Daemon screen = authoritative; client buffer can be stale. A "broken bottom" is almost always client-paint vs a correct daemon screen — diff them.
Screenshots: FIXED for the terminal (v2.8.46). server app screenshot now composites the xterm canvas in-process (xterm_canvas_composite, faithful) — works over SSH, unfocused, any platform. The old "screenshots lie on Wayland" trap (finding-app-screenshot-unfaithful-on-wayland) was the Spectacle path needing window focus the agent can't hold; that's now bypassed for the terminal. (Full-app/non-terminal chrome still uses the webkit/Spectacle path — faithful for DOM, canvas-blind only if you capture the terminal region via the full-app path instead of the composite.)

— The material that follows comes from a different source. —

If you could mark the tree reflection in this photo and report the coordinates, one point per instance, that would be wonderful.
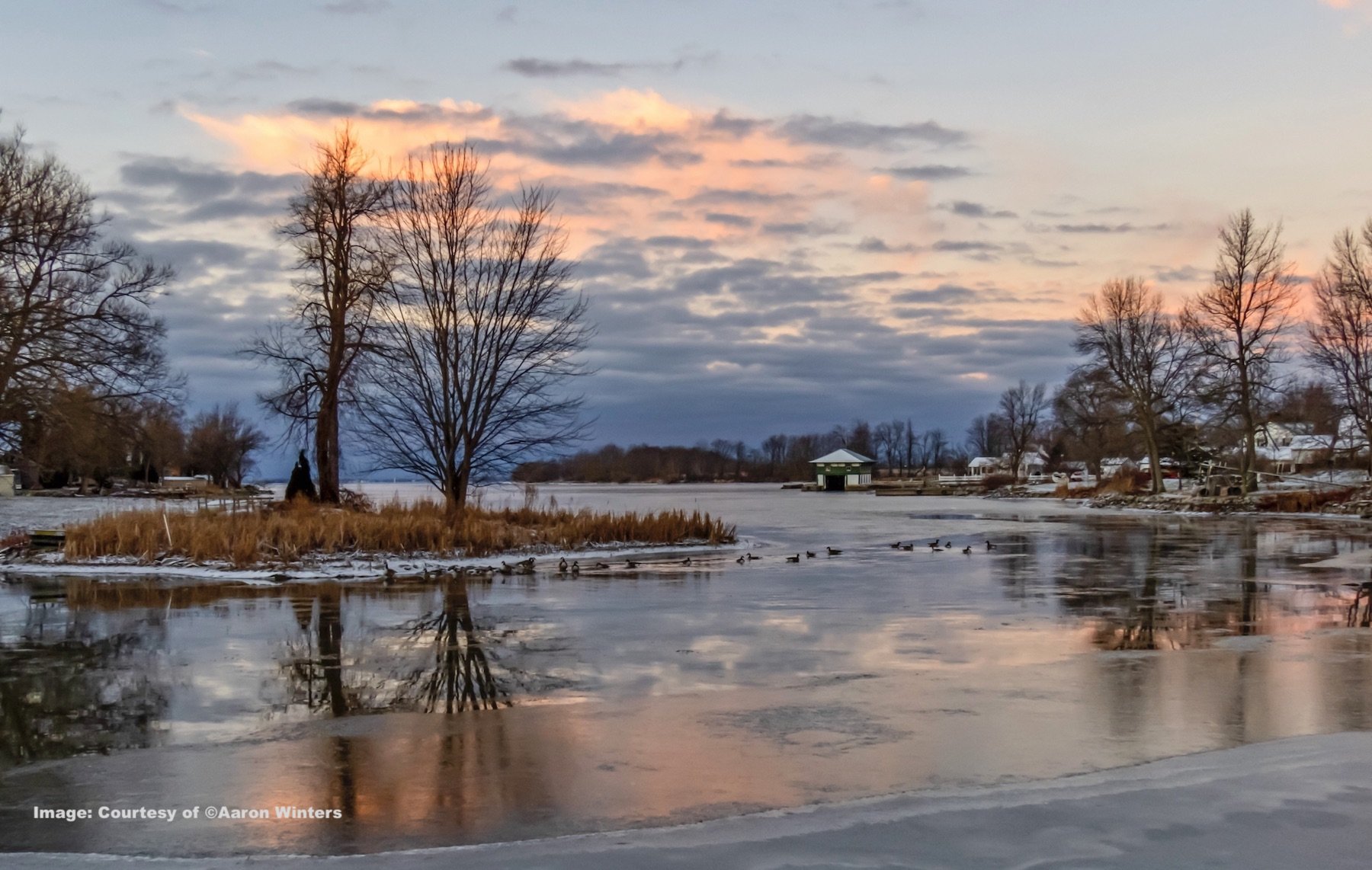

Passing deterministic test ≠ live-fixed — verify the ACTUAL live path/source the symptom uses (the 2.8.26 reconcile passed its string test but the live reveal carried a different retained_replay_source).
Don't free-list issues from raw telemetry fields — a field name may not mean what it says (input_enabled once meant focus-ownership, not "user can type"). Read the code that sets it or falsify against a live probe before citing it.

Pointers

docs/integration-testing.md (harness usage), docs/xterm-bugs.md (the xterm.js bug registry — every workaround has an // XTERM-BUG: <id> anchor + entry), docs/xterm.md (rendering/PTY bytes). Memory: campaign-xterm-dealbreakers (the master plan + which bugs recur), audit-viewport-scroll-control-flow (the scroll/follow class + the consolidated controller design + live captures).